In an America, where Black citizens especially have legitimate concerns when interacting with law enforcement, the U.S. Supreme Court has added to those fears after its latest ruling.
The high court has struck a blow against an individual’s protection against self-incrimination by prohibiting sanctions against police officers who fail to read a suspect their Miranda rights.
The Justices voted on Thursday, June 23, to limit the ability to enforce those rights, noting that suspects who aren’t warned about their right to remain silent can no longer sue an officer under federal civil rights laws.
Further, the opinion noted that even if the evidence is obtained by cops when they fail to read Miranda rights, an individual can’t use that in a potential criminal trial.
The court declared that the Miranda warning still protects a constitutional right, but the notice itself is not a right that would trigger the ability to bring a civil lawsuit.
“Another day, another horrific set of politically-motivated opinions from the GOP-packed Supreme Court,” tweeted Democratic Representative Rashida Tlaib of Michigan.
“Miranda rights hanging by a thread while a 110-year old gun control law is struck down. #ExpandTheCourt, or are we just surrendering?”
Brett Max Kaufman, senior staff attorney with the American Civil Liberties Union (ACLU), said in a statement that the decision “widens the gap between the guarantees found in the Constitution and the Bill of Rights and the people’s ability to hold government officials accountable for violating them.”
Kaufman vowed that the ACLU would “keep fighting to make sure our country lives up to the Constitution’s guarantees.”
“This morning SCOTUS destroyed our Miranda rights and struck down a New York law requiring cause to conceal and carry a gun,” tweeted Democratic Representative Jamaal Bowman of New York.
“Just 6 people are destroying our democracy.”

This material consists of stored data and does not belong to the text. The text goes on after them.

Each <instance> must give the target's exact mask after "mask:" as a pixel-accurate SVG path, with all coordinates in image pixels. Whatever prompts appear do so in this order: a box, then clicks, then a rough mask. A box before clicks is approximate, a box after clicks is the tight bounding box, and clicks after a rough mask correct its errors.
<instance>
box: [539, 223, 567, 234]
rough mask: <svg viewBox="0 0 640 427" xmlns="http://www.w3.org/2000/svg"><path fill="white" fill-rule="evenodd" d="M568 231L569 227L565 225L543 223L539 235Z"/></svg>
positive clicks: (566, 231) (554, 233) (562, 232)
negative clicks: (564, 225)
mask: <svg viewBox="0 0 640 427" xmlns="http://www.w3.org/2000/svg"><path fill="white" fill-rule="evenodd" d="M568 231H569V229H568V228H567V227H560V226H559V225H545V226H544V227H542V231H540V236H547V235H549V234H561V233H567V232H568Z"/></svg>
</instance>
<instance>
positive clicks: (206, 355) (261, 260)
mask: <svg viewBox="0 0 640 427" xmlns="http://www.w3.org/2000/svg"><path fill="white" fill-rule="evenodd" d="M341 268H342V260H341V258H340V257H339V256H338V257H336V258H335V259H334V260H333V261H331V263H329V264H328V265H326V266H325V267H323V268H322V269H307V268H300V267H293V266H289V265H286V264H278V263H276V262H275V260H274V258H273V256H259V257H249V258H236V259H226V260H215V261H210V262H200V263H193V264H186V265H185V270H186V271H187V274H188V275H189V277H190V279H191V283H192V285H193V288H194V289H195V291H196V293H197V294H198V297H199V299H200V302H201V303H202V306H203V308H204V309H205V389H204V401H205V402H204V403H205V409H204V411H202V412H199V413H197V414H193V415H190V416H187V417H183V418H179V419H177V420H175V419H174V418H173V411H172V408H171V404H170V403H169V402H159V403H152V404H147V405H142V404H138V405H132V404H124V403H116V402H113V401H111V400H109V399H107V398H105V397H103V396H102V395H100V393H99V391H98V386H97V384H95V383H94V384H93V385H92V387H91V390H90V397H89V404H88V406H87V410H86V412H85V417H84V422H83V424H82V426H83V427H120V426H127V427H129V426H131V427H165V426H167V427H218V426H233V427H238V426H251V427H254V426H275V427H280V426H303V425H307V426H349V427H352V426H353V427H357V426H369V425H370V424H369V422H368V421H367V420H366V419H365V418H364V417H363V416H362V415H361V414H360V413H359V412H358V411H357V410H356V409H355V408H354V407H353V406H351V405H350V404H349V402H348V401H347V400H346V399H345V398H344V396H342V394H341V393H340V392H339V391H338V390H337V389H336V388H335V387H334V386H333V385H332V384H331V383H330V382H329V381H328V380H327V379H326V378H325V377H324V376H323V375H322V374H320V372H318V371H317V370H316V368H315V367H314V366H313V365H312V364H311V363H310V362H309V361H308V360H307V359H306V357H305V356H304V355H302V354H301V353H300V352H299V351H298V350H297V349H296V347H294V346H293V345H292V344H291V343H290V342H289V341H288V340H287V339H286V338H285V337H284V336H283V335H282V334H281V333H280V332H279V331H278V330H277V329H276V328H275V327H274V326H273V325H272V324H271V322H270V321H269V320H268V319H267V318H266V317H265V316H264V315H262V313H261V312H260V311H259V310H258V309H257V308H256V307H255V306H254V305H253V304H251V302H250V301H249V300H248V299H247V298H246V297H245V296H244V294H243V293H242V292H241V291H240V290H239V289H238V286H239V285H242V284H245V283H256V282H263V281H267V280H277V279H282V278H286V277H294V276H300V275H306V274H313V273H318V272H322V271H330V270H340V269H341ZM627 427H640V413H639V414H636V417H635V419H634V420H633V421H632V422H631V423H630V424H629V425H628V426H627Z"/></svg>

The significance of this right cannot be overstated—throughout much of our country’s history, especially during the Jim Crow era, many false confessions were coerced from suspects via illegal methods, which oftentimes meant violence. But in 1966, the high court took steps to eliminate this problem with their landmark ruling in Miranda v. Arizona, “which required the police to warn suspects that they have the right to remain silent and to access to an attorney.”
In the case at hand, Terence Tekoh was a hospital worker, “who was accused of sexually assaulting an immobilized female patient at a local hospital in 2014.” Carlos Vega, a sheriff deputy for Los Angeles County questioned Tekoh, but had failed to read him his rights as required by the precedent of Miranda v. Arizona. While Tekoh ultimately did confess to the crime, he was tried and acquitted – even after the introduction of his confession at trial. He then filed suit against the officer under Section 1983 of federal law.
Lower courts were split on the issue of “whether the warning given to criminal suspects before they talk to authorities…is a constitutional right or something less important and less defined,” and thus the case rose up to the level of the Supreme Court.